Campus, News

Fatal Allston fire caused by smoking materials

Officials have identified careless disposal of smoking materials as the cause of the April 28 Allston house fire that killed a Boston University student and injured 15 others.

The three-alarm fire at 87 Linden St. killed College of Arts and Sciences senior Binland Lee and injured of nine Allston residents and six firefighters. Two of those injured were identified as BU students.

“It [the fire] started in an old staircase that wasn’t used anymore,” said Boston Fire Department spokesman Steve MacDonald. “It was a wide open space that those going from the first floor to the second floor to get to the second floor will pass.”

Additionally, city inspectors cited the residence’s landlord, Anna Belokurova, for an unsafe structure, for failing to secure change of occupancy from a two-family home to a home of 19 lodgers and for failing to secure a long form permit to extend the home’s living space to the basement, according to several violation reports.

The cause of the fire was determined from a variety of evidence, including interviews with those close by, MacDonald said.

“Fire investigators based that determination on interviews with people that live in the building,” he said. “They base it on physical evidence from the fire, they based it on burn patterns — basically the way the fire burns.

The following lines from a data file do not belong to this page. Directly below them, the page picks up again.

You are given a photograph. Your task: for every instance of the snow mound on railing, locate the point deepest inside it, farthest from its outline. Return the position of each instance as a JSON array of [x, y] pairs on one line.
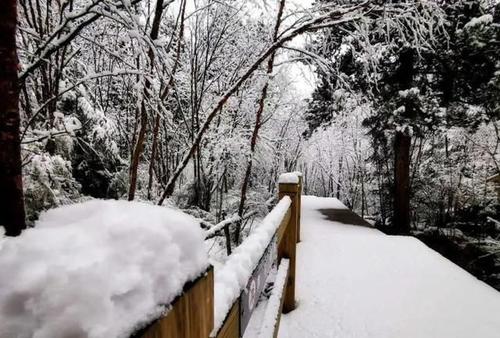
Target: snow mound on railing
[[289, 178], [96, 269], [233, 276]]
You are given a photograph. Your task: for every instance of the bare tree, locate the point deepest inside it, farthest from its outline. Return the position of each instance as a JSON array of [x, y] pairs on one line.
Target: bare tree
[[12, 214]]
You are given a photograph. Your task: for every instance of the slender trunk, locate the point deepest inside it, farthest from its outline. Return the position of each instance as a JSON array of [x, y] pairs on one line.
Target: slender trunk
[[12, 213], [339, 179], [258, 118], [402, 145], [164, 95], [401, 220], [311, 26], [139, 146]]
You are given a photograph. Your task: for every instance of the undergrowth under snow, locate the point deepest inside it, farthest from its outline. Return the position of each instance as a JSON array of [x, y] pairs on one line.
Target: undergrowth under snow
[[96, 269]]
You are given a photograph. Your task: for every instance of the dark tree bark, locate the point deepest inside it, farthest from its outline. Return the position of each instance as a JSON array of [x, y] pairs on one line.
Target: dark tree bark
[[402, 144], [258, 123], [401, 218], [12, 213], [139, 146]]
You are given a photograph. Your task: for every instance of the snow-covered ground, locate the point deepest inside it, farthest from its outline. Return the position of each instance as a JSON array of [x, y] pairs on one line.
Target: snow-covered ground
[[355, 281]]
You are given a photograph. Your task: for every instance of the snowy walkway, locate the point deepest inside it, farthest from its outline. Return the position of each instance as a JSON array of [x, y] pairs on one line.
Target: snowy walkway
[[353, 281]]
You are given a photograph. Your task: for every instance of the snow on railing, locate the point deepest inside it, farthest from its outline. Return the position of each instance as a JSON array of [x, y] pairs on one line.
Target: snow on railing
[[235, 273], [97, 269], [273, 308], [239, 282], [108, 268]]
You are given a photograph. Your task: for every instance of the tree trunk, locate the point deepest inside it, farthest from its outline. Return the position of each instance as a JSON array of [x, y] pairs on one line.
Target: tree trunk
[[401, 219], [258, 118], [12, 213], [139, 146]]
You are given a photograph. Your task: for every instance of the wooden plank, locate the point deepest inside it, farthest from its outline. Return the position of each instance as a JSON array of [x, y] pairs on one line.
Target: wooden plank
[[288, 244], [191, 315], [231, 326], [299, 207], [283, 225], [277, 325]]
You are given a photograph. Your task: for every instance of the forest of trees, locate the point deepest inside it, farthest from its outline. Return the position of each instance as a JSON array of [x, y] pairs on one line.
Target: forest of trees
[[199, 104]]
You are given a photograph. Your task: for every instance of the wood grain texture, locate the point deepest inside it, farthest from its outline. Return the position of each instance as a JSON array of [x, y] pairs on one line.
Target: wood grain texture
[[288, 244], [277, 324], [231, 326], [192, 314], [299, 207]]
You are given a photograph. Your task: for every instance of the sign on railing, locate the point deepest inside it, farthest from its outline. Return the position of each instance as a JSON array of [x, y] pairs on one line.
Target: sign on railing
[[256, 283]]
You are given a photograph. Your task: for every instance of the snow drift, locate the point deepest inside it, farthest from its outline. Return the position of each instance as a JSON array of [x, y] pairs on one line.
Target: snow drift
[[96, 269]]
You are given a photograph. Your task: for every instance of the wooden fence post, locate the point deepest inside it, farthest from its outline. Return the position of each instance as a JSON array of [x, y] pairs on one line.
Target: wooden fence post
[[287, 247], [299, 206]]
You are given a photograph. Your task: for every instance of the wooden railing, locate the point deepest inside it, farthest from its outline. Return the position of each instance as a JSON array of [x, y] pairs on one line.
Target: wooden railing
[[192, 314]]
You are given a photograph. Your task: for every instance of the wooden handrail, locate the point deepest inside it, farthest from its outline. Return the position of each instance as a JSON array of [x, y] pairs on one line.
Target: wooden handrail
[[192, 314]]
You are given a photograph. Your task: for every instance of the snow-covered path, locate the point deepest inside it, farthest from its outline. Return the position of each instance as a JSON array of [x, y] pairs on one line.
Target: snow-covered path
[[353, 281]]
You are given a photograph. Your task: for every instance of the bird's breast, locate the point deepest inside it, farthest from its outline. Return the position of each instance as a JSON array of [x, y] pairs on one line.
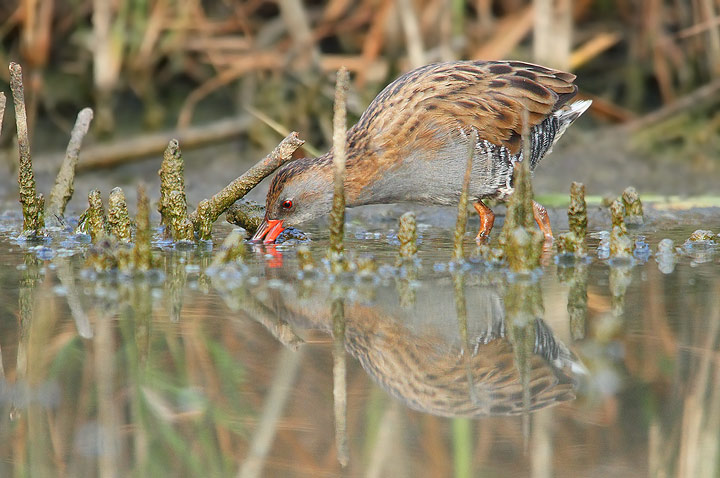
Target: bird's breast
[[435, 175]]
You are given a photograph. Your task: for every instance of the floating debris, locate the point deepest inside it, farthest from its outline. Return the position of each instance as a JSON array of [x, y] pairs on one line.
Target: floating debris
[[366, 266], [573, 241], [33, 204], [173, 203], [641, 249], [305, 259], [336, 252], [212, 208], [620, 279], [118, 216], [291, 235], [63, 189], [407, 235], [633, 206], [702, 235], [232, 249], [461, 222], [246, 214], [621, 247], [142, 253], [666, 257]]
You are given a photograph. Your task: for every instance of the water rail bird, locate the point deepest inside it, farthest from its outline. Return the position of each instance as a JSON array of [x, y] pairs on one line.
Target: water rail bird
[[412, 142]]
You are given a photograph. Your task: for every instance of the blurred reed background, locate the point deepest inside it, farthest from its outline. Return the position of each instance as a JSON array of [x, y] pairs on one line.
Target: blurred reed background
[[168, 57]]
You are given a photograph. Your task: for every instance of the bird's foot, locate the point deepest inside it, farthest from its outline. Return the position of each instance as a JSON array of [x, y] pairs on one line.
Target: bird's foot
[[487, 219], [543, 221]]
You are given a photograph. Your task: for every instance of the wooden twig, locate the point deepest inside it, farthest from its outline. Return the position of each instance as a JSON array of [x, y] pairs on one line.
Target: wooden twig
[[219, 203]]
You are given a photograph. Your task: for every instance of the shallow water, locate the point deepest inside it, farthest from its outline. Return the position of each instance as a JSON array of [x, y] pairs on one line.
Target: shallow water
[[585, 369]]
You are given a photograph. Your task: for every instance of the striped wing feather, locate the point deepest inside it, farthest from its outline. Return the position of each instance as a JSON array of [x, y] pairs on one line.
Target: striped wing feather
[[420, 107]]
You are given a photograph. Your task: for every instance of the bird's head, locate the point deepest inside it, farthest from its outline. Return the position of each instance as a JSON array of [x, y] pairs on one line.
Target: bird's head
[[299, 192]]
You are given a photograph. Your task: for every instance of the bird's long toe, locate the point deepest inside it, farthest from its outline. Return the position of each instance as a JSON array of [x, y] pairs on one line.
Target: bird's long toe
[[487, 219], [542, 219]]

That tells a lot about the way the fire started.”

While the investigation of the cause of the fire has ended, the investigation of Lee’s death is still underway, he said.

“Right now, it’s up to the [Suffolk County] District Attorney to see if this fatal fire warrants any criminal charges and get that resolved,” MacDonald said.

Suffolk County DA spokesman Jake Wark said the DA’s office has assigned a prosecutor to work with the City of Boston and Boston Police Department detectives to determine whether criminal charges are appropriate.

“In Massachusetts, the statutory authority for overseeing a death investigation in the event of a sudden, unattended or suspicious death is given to the District Attorney’s office,” he said. “… That investigation, unlike the cause and origin investigation, is still ongoing.”

Wark said the investigation is ongoing and no specific timeframe is set.

“We’ll follow the evidence and apply the law,” he said. “That’s how we reach all of our charging decisions.”